Sarah Kaufman, the assistant director for technology programming at the New York University Rudin Center for Transportation, explained that most autonomous vehicles are programmed not to come within 3 feet of pedestrians.

“Once our pedestrians realize these cars are programmed to stop when they cross the streets, there will be a jaywalking paradise, and these cars will never get anywhere,” she warned. She predicted this would be a problem “pretty much anywhere in Manhattan and parts of Brooklyn, Queens and Staten Island.”

She added that driverless cars could result in unanticipated consequences, like residents beginning to move farther out from the city’s center because of the ease of commuting on highways.

Sam Schwartz, the city’s traffic commissioner in the 1980s and a widely respected transportation engineering consultant, said autonomous vehicles could also encourage more people to use cars and reverse the recent healthy trend of people walking and cycling to their to destinations.

“Inactivity kills four or five times more people than car crashes kill,” Schwartz said. “Even if autonomous vehicles knock down the number of people killed in car crashes — which I have no doubt they will — if we have less activity, we may kill more people through inactivity.”

One of the biggest concerns about driverless cars is how they would impact professional drivers — of taxis, short-haul delivery vehicles and long-haul trucks.

Jeff Garber, the director of technology and innovation for the New York City Taxi and Limousine Commission, emphasized there is still time for those industries to adjust, since he expects the rollout of autonomous vehicles to be a slow transition.

“We’re going to have to be adaptable to how this technology looks,” Garber said. “We’re kind of putting the cart before the horse a little bit because we’re not quite sure how it’s going to come. But I do think we have a little time; it’s not going to be a catastrophic dropping of all the drivers.”

Audi’s Stertz said there could even be new job opportunities to supplement the use of driverless cars. The Audi rep said there are possibilities for traffic-management positions to help autonomous vehicles deal with unique situations that arise.

“Until the time when cars truly can outthink us, there’s going to need to be some human management of the fleets out there,” he said noted.

Schwartz, however, predicted self-driving cars could take over current driver-dependent industries in as soon as 20 years, which he said represents rapid change in the grand scheme of a city as complex as New York.

“Twenty years to change a workforce is very fast,” he said. “You’re going to have people that are 30-year-olds that are now truck drivers and they’ll be 50-years-olds. What do you do with them when there’s no more truck drivers?”
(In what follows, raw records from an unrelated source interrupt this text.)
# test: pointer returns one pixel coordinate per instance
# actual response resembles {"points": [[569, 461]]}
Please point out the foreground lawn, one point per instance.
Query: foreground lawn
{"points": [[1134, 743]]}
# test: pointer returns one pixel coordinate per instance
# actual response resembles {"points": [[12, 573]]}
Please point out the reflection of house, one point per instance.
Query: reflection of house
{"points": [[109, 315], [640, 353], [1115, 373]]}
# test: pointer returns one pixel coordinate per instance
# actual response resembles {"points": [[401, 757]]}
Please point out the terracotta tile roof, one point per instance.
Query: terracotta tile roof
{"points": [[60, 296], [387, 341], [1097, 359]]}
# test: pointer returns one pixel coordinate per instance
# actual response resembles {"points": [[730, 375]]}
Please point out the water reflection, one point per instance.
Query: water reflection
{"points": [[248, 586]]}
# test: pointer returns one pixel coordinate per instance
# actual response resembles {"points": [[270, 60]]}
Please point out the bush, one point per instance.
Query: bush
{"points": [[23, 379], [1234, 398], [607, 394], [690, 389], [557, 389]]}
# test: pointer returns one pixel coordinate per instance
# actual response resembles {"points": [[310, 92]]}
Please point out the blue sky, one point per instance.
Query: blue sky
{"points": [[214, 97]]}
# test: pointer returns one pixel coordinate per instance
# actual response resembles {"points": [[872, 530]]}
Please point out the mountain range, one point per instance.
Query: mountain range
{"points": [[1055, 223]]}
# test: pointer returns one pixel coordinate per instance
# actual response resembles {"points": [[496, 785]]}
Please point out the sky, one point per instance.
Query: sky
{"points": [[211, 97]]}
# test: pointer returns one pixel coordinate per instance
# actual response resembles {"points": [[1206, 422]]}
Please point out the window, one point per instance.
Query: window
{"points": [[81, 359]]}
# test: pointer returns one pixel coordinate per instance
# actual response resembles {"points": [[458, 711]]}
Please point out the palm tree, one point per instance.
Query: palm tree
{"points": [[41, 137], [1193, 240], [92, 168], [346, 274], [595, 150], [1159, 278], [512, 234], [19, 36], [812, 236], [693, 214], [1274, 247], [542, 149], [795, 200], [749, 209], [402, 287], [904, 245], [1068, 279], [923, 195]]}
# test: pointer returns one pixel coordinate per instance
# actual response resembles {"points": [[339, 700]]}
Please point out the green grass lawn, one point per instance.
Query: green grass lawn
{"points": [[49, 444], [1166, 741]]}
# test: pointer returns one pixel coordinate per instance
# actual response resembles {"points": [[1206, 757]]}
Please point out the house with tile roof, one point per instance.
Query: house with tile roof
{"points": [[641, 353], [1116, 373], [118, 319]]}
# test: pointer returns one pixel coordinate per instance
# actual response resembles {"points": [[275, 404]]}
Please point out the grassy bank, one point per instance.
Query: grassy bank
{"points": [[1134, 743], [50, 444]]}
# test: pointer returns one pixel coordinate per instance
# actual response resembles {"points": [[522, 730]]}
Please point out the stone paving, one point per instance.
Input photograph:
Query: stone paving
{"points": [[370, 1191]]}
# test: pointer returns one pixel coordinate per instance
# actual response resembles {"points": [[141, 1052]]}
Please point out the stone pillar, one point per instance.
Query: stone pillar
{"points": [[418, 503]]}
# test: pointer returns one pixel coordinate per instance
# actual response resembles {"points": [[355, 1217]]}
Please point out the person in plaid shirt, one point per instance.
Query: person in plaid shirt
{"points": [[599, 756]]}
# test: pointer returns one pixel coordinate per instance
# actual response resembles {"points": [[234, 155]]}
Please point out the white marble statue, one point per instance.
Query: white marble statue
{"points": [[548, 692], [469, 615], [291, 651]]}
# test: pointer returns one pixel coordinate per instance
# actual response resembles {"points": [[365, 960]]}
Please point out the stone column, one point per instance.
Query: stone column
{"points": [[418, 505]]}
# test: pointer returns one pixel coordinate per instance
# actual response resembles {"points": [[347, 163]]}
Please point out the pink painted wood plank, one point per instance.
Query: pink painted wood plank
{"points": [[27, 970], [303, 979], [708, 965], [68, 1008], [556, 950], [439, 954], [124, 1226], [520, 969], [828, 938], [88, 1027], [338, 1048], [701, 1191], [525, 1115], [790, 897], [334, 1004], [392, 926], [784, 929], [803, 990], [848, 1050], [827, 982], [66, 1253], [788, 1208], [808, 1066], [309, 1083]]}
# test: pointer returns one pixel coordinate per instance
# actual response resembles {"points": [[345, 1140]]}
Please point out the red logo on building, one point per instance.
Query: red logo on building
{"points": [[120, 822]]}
The best solution, the transportation guru said, would be to bring self-driving cars slowly into the current transportation infrastructure, with legislation preventing the abrupt domination by autonomous vehicles.

Everyone on Brewer’s panel agreed that it’s time to start talking how to regulate the new technology.

“The tech is old and the opportunity is here, so it’s time for policy and culture to catch up to the technology that’s enabling self-driving cars,” said James Felton Keith, a member of the public who took the A7 prototype for a stationary spin. “In these cities, as population becomes more and more dense, technologies that keep us out of each other’s way are going to be increasingly important.”